There were some limitations in this study. First, it was retrospective, and the 1209 patients were not randomly allocated. However, we used all available patients from January 2009 to December 2019 from the medical center. Patient characteristics such as calendar period differed significantly between the groups, and we conducted PS matching to address this issue. PS matching including those variables which information could be known before operation to mimic RCT. The variables were calendar period, sex, age, CCI, functional status, ASA score, tumor size, tumor number, and surgical procedure, except surgeon volume due to it cannot converge in the estimation.

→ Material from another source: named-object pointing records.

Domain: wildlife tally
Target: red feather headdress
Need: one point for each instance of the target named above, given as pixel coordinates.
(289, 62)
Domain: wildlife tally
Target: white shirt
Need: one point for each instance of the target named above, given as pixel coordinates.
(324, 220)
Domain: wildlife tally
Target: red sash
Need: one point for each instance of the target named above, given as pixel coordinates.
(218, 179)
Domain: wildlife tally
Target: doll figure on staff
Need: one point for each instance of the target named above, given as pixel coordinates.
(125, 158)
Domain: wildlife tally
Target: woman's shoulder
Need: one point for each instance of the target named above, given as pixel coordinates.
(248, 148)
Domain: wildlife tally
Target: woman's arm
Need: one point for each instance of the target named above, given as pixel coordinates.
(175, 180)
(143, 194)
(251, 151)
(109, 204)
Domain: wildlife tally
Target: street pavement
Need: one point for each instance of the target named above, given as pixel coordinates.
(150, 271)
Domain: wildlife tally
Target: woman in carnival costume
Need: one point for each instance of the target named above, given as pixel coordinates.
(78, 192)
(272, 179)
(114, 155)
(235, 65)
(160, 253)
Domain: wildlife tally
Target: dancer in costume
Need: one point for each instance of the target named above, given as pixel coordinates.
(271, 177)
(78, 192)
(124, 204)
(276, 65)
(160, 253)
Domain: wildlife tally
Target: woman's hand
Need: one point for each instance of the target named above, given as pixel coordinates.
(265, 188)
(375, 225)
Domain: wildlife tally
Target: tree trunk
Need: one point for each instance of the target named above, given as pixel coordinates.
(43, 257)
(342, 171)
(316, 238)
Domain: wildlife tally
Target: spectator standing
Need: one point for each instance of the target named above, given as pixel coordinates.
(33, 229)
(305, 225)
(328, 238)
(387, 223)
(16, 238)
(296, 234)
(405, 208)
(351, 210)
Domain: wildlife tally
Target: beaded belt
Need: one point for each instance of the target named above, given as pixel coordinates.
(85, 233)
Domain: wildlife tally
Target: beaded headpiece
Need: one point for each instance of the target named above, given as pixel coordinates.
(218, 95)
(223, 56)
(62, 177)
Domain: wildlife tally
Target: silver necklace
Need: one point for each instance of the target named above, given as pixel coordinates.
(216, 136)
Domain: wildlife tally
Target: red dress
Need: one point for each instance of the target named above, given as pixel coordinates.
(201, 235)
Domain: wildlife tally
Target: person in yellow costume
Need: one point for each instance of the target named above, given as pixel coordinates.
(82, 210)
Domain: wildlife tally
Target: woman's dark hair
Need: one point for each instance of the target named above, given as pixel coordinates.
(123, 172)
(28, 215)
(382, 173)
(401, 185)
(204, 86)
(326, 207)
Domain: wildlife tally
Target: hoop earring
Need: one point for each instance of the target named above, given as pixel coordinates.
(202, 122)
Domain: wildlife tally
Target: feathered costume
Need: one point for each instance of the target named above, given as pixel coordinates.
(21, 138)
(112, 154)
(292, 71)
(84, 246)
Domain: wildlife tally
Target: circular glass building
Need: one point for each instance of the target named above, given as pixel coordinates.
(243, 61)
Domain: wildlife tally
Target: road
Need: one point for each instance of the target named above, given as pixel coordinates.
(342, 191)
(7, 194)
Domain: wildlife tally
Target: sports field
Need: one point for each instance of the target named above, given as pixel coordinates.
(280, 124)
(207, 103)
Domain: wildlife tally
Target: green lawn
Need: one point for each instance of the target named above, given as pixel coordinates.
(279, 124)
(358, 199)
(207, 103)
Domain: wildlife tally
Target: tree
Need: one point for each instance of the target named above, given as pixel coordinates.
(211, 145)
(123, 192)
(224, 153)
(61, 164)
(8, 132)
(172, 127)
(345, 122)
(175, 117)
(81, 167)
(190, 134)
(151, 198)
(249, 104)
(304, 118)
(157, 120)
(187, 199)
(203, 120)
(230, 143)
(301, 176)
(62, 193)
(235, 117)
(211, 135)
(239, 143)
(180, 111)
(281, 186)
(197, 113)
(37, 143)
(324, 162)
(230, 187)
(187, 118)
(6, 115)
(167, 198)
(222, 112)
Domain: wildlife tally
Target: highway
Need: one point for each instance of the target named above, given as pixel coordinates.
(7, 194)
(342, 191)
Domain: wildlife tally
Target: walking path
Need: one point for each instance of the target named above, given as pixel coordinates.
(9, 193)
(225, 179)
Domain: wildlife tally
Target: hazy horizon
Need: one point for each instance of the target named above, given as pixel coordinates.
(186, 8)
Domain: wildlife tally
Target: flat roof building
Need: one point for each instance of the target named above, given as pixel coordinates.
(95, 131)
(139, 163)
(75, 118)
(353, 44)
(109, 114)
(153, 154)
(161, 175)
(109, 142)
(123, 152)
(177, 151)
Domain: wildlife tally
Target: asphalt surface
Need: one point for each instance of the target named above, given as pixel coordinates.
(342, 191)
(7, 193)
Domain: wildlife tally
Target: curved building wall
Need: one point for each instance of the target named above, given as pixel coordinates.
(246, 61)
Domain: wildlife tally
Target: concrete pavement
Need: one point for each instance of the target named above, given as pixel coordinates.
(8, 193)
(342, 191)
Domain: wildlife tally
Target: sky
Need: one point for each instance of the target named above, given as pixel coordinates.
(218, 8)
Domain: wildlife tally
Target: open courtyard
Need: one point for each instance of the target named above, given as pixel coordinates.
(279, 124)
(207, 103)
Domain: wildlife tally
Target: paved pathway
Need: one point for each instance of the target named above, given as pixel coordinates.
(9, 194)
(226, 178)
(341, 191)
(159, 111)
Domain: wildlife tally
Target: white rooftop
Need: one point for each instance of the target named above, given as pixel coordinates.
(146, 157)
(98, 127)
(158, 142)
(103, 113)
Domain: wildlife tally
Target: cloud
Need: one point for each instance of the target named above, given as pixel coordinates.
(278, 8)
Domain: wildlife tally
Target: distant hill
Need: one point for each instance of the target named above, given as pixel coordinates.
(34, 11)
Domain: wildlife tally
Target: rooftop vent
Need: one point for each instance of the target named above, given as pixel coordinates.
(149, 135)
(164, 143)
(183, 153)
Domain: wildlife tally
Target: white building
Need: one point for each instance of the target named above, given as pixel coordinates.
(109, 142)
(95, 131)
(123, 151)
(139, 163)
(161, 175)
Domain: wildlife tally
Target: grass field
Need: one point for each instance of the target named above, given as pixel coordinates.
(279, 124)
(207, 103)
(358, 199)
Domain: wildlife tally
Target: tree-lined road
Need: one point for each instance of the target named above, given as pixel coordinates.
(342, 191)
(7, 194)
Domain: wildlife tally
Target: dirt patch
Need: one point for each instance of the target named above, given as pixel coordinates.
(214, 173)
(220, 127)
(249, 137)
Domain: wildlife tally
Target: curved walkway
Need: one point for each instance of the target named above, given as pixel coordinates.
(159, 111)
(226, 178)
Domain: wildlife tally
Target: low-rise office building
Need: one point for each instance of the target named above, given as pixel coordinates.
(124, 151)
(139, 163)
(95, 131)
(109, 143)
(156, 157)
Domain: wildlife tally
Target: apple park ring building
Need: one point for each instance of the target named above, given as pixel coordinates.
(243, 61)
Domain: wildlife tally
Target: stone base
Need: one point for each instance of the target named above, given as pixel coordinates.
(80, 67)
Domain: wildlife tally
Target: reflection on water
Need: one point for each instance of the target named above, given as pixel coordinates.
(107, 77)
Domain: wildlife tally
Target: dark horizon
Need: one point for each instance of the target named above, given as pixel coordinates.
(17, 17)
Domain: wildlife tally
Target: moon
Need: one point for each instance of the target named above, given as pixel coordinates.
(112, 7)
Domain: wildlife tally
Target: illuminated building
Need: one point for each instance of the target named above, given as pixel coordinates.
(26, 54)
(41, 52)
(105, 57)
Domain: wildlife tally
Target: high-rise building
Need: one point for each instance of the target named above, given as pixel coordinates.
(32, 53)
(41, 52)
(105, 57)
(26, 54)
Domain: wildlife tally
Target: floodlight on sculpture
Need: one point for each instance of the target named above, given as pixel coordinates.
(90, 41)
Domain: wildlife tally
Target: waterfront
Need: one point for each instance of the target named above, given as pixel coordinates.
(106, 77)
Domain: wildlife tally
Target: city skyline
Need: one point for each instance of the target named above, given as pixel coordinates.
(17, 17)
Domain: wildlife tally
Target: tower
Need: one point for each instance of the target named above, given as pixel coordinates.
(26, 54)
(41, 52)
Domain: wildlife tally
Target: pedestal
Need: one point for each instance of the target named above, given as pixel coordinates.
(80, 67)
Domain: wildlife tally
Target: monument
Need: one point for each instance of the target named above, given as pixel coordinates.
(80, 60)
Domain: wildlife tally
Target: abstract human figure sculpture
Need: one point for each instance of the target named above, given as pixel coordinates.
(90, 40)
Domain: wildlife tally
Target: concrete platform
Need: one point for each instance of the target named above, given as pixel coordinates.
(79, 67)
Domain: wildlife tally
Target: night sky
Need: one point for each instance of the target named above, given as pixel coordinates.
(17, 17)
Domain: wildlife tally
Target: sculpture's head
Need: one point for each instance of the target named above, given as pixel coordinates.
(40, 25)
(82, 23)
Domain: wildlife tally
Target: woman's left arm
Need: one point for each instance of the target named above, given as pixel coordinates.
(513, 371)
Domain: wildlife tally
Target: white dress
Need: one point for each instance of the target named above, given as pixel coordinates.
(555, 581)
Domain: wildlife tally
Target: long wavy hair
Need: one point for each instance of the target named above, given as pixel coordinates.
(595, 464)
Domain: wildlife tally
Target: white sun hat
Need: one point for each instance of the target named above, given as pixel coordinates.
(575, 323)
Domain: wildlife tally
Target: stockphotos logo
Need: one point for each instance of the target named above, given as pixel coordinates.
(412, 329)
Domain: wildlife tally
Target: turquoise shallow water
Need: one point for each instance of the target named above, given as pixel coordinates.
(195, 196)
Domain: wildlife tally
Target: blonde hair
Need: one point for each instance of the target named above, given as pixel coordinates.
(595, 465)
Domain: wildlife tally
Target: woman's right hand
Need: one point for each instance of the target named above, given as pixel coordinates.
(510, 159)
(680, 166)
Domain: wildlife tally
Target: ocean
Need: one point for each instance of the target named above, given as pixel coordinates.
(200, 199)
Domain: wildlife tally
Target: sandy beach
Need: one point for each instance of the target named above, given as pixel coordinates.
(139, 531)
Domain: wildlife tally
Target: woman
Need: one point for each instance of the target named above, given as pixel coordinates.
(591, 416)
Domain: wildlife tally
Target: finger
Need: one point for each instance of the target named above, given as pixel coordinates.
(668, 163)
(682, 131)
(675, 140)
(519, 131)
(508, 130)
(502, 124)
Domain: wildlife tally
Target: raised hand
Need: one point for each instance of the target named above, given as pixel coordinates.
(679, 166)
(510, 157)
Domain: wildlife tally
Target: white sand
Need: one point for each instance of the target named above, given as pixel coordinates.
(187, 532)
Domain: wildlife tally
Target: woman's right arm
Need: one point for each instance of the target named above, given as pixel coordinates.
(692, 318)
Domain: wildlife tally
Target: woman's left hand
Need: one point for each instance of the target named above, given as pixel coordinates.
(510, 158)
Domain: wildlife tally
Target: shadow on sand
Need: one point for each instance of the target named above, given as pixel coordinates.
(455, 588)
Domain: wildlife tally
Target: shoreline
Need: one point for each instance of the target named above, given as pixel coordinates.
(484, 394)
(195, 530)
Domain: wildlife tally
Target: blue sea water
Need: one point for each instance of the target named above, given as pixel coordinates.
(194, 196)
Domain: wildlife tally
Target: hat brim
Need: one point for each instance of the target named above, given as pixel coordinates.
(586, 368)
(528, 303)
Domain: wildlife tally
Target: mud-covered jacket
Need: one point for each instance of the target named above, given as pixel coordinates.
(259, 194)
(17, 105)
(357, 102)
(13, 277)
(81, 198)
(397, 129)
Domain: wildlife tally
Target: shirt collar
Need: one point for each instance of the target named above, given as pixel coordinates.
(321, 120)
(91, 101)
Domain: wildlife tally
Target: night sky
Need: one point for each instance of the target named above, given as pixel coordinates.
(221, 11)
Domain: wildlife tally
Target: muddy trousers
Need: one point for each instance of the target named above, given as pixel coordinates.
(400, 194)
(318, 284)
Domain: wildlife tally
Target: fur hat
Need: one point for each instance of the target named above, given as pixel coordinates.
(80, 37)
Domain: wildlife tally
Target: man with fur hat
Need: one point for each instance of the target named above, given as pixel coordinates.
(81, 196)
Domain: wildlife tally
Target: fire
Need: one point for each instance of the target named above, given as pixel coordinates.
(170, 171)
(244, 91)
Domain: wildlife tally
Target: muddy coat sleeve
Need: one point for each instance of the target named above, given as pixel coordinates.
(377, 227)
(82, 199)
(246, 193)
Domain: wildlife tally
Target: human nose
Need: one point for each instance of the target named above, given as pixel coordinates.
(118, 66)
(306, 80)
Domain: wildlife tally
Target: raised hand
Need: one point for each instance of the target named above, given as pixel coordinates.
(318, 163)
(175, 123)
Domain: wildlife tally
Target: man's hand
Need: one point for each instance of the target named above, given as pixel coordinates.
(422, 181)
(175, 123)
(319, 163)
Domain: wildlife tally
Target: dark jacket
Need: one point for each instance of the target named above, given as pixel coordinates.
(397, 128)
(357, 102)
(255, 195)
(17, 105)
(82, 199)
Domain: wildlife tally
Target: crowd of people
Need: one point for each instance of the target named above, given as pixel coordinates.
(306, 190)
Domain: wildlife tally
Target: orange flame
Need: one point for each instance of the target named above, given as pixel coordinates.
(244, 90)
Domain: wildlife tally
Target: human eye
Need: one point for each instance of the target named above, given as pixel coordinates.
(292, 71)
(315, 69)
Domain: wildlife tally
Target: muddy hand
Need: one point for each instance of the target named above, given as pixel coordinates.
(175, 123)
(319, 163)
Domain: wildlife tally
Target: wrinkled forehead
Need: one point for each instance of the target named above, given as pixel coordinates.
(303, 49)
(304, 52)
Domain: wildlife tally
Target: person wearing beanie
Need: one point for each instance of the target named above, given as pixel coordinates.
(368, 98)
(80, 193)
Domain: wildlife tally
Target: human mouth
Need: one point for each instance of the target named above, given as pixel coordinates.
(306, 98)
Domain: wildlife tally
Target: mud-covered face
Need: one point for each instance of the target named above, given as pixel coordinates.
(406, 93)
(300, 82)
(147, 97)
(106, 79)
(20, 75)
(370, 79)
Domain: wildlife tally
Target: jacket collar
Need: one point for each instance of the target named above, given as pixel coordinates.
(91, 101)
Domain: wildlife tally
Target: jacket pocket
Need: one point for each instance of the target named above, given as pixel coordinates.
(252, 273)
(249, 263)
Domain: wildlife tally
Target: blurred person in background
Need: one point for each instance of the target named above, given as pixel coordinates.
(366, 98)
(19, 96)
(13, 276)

Kim et al. reported that high-volume surgeons were significantly associated with less recurrence, but not distant metastasis or cancer-specific death in patients with PTC [28]. Since the standardized mean difference for calendar period and surgical procedure was greater than 0.1, these variables, as well as surgeon volume, were included in the modeling (Table 3). Finally, the findings did not change substantially using further adjustment by calendar period, surgical procedure and surgeons (Table 3). Second, we only analyzed PTC because it is the most common type of thyroid cancer [2]. Third, different INHA may have varying effects on thyroid cancer. This study focused on desflurane because it is the most frequently used INHA in our hospital. Fourth, patients maintained with desflurane also received single bolus 1–2 mg/kg propofol for induction of anesthesia, and its effect on our findings is unknown. However, Schaefer et al. reported that the increasing doses of propofol (per 10 mg/kg) did not associate with decreased one-year mortality in patients with solid tumors [39]. Fifth, the low mortality rate in this study, limited by the characteristics of thyroid cancer, may lead to lower statistical efficacy.
Conclusions
Propofol anesthesia was associated with less postoperative recurrence than desflurane anesthesia following surgery for PTC. However, propofol anesthesia was not associated with better survival compared to desflurane anesthesia in surgery for PTC.
Supporting information
S1 Table. Surgeon volume (n = 11) in multivariable models for overall patients (Cox proportional hazards regression for recurrence).
https://doi.org/10.1371/journal.pone.0296169.s001
(DOCX)
Acknowledgments
The authors thank the Cancer Registry Group of Tri-Service General Hospital for the clinical data support.